Dispositif de comptage du trafic © ISSeP

Une ZBE à Namur, un statu quo à Eupen

Résultats ? A Namur, l’extension du piétonnier apparaît comme la mesure la plus efficace, puisqu’elle élimine totalement le trafic. « L’inconvénient est que cette extension va reporter le problème de pollution ailleurs, les véhicules empruntant alors un autre itinéraire. Idem pour la mise en sens unique des avenues Reine Astrid et Cardinal Mercier. Finalement, le scénario le plus pertinent reste d’instaurer une ZBE, car l’effet positif est plus homogène. »

Pour Eupen, les scénarios testés apportent un bénéfice faible sur la qualité de l’air. Les projections ont même montré que la mise en sens unique du ring pour les poids lourds serait contre-productive. « Cette mesure a peu d’impact sur les concentrations en NO2, et le modèle projette des augmentations dans d’autres rues et quartiers.»

Selon les partenaires, les modèles développés dans le projet EDIT pourront être mis à jour pour évaluer, à l’avenir, d’autres scénarios dans ces deux localités. « L’outil est techniquement transposable à d’autres communes, à condition de recalibrer le modèle de mobilité au trafic de ces nouvelles entités », ajoute Marie Dury.

Évolution des concentrations moyennes en NO2 à Namur (conditions mai 2022). (Haut) Situation en mai 2022 (Bas) Situation avec l’instauration d’une ZBE © ISSeP

Et la pollution intérieure dans tout ça ?

La chercheuse s’attelle aujourd’hui à étudier une problématique connexe à la pollution atmosphérique. « Je mène un nouveau projet qui vise à adapter des mini-stations de la qualité de l’air développées à l’ISSeP pour mesurer les polluants présents dans l’air intérieur.

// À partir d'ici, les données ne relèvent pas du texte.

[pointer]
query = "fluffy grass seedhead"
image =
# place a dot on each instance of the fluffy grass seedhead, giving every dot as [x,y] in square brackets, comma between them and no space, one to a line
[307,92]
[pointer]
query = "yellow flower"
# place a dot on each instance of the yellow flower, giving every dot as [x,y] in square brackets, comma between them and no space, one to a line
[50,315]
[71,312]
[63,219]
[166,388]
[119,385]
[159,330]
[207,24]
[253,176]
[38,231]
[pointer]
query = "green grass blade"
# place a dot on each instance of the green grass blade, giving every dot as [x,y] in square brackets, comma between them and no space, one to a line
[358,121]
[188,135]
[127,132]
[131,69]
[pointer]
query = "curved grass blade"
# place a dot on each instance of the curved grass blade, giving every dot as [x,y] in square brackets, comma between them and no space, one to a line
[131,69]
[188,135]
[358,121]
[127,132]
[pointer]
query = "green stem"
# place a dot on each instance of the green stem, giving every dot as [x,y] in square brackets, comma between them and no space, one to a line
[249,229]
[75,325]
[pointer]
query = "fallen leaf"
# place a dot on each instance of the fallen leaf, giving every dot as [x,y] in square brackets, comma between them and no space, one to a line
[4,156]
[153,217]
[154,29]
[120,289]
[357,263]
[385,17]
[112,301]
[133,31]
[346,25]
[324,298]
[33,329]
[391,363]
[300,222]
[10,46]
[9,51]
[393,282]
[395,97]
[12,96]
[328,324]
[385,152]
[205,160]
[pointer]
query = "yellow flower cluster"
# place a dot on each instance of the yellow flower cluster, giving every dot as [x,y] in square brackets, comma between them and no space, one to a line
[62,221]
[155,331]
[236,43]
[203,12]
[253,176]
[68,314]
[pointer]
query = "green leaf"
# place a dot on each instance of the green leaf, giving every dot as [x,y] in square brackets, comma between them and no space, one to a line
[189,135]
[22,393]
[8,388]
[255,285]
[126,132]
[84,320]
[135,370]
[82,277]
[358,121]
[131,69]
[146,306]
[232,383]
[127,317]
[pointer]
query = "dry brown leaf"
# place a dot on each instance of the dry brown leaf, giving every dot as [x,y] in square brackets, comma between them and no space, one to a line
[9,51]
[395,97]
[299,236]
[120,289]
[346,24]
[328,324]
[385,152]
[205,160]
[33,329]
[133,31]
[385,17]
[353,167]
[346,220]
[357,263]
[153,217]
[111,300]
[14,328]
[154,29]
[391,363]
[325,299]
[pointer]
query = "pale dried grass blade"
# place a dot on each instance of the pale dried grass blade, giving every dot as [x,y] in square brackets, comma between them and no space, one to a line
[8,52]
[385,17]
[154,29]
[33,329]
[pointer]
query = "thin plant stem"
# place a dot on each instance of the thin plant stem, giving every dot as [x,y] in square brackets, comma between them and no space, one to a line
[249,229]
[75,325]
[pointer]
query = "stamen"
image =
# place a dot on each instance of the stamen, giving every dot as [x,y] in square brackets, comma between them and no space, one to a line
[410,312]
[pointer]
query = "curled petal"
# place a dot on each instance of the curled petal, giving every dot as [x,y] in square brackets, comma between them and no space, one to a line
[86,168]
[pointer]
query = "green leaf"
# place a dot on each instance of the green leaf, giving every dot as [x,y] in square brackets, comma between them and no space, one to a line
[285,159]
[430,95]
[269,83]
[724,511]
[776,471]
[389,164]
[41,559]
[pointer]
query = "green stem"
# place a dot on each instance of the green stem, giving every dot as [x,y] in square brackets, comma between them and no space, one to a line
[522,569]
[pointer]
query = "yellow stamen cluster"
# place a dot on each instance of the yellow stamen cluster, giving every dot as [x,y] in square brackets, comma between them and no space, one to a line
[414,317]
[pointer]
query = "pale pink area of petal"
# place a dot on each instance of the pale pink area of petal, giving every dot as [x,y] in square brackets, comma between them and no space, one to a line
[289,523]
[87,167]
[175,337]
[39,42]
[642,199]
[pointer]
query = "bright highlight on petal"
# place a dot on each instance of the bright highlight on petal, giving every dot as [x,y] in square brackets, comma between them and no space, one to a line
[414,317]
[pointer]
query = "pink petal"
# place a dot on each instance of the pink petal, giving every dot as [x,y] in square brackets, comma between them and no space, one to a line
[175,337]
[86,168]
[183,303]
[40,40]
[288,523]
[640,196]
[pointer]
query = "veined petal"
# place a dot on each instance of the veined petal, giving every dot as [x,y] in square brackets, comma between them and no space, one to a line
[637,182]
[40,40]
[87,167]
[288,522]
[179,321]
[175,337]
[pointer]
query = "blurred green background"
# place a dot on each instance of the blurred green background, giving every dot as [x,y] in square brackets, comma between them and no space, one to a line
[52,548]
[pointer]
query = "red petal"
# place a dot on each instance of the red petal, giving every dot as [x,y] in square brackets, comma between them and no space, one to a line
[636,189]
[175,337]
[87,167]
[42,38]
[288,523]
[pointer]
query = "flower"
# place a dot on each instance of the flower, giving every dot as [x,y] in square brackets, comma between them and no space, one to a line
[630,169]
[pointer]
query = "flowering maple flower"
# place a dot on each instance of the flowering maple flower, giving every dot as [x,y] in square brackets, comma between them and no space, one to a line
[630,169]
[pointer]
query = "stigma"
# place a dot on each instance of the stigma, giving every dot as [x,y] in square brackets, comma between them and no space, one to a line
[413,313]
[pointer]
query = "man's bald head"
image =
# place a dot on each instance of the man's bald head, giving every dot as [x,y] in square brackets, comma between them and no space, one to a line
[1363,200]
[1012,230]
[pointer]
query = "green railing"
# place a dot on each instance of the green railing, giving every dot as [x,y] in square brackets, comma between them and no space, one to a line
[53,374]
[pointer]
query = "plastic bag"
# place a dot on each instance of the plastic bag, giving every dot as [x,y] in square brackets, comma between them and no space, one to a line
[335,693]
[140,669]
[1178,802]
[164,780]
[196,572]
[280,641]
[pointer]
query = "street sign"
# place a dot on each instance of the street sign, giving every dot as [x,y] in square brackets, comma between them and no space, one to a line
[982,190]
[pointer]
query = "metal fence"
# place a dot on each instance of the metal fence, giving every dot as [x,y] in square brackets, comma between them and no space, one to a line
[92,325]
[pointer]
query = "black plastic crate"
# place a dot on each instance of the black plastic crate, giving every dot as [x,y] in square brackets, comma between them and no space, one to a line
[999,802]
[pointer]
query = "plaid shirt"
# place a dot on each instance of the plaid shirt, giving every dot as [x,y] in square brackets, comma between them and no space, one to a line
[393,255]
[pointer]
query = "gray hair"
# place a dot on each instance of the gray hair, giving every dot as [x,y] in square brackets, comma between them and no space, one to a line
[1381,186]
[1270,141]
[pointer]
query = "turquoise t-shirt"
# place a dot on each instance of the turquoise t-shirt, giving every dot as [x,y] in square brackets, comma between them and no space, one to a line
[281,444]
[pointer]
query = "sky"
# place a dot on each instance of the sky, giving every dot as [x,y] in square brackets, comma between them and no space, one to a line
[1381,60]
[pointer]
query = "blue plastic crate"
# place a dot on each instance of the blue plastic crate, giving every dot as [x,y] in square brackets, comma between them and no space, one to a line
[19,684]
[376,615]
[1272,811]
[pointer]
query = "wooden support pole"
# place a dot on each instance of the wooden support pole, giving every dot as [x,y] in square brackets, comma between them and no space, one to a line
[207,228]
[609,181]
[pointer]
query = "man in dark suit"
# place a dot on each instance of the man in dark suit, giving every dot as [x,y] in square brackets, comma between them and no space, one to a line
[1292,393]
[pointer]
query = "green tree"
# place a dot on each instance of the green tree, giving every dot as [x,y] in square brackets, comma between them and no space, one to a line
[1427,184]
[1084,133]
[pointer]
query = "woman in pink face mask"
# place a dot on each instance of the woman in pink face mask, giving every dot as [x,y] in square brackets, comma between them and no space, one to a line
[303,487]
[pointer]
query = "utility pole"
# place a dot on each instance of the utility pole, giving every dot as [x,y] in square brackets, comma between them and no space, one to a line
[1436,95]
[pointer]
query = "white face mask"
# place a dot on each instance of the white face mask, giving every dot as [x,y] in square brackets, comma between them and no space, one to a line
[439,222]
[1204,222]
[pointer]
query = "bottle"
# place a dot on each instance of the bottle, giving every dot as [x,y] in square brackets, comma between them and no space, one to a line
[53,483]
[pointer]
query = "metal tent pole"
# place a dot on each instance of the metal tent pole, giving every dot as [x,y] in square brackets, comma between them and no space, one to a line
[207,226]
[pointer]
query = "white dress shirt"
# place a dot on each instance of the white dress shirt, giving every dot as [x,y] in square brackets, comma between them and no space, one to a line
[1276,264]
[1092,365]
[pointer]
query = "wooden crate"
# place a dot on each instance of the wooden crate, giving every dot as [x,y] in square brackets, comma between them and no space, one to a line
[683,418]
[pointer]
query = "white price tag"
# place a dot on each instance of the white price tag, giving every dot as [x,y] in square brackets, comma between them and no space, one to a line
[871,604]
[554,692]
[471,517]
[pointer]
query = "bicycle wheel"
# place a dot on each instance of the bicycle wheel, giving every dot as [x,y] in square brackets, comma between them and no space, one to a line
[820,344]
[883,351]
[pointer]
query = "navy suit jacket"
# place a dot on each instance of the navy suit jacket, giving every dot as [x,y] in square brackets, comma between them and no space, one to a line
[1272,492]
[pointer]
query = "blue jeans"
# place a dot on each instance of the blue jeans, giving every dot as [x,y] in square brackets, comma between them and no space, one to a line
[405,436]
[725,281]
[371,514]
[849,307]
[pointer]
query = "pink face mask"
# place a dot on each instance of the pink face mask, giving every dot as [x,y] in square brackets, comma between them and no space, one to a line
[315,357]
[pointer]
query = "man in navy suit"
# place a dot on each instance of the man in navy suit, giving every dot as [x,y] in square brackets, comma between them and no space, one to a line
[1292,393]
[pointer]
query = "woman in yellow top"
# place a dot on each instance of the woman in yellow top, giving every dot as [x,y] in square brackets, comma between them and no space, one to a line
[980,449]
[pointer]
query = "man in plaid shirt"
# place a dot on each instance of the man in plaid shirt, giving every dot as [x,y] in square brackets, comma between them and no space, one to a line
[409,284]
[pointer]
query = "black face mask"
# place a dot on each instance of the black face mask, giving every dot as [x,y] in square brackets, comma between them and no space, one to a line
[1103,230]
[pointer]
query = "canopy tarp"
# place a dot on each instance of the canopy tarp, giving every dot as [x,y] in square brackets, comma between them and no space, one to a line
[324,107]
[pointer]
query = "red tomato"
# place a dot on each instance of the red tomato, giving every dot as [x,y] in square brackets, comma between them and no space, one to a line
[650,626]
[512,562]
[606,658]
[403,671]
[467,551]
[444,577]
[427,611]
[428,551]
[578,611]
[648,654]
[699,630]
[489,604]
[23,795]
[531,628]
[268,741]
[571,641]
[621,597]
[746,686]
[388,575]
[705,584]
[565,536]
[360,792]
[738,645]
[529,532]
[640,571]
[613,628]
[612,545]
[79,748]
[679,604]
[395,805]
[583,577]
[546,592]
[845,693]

On cherchera aussi à développer des modèles pour mieux estimer les transferts de polluants entre l’extérieur et l’intérieur. »

Ce projet découle d’une autre étude sur l’exposition des Liégeois à des polluants liés au trafic dans l’air extérieur et intérieur. Les résultats ont notamment montré que les citoyens sont généralement moins exposés à leur travail qu’à la maison. Ou, encore, que l’exposition au carbone noir est plus élevée à l’intérieur des bus qu’à l’extérieur de leur habitacle.

Ces multiples recherches menées par l’ISSeP permettent, et permettront à l’avenir, de davantage conseiller les pouvoirs publics dans leurs stratégies pour améliorer l’air que nous respirons, encore trop souvent pollué.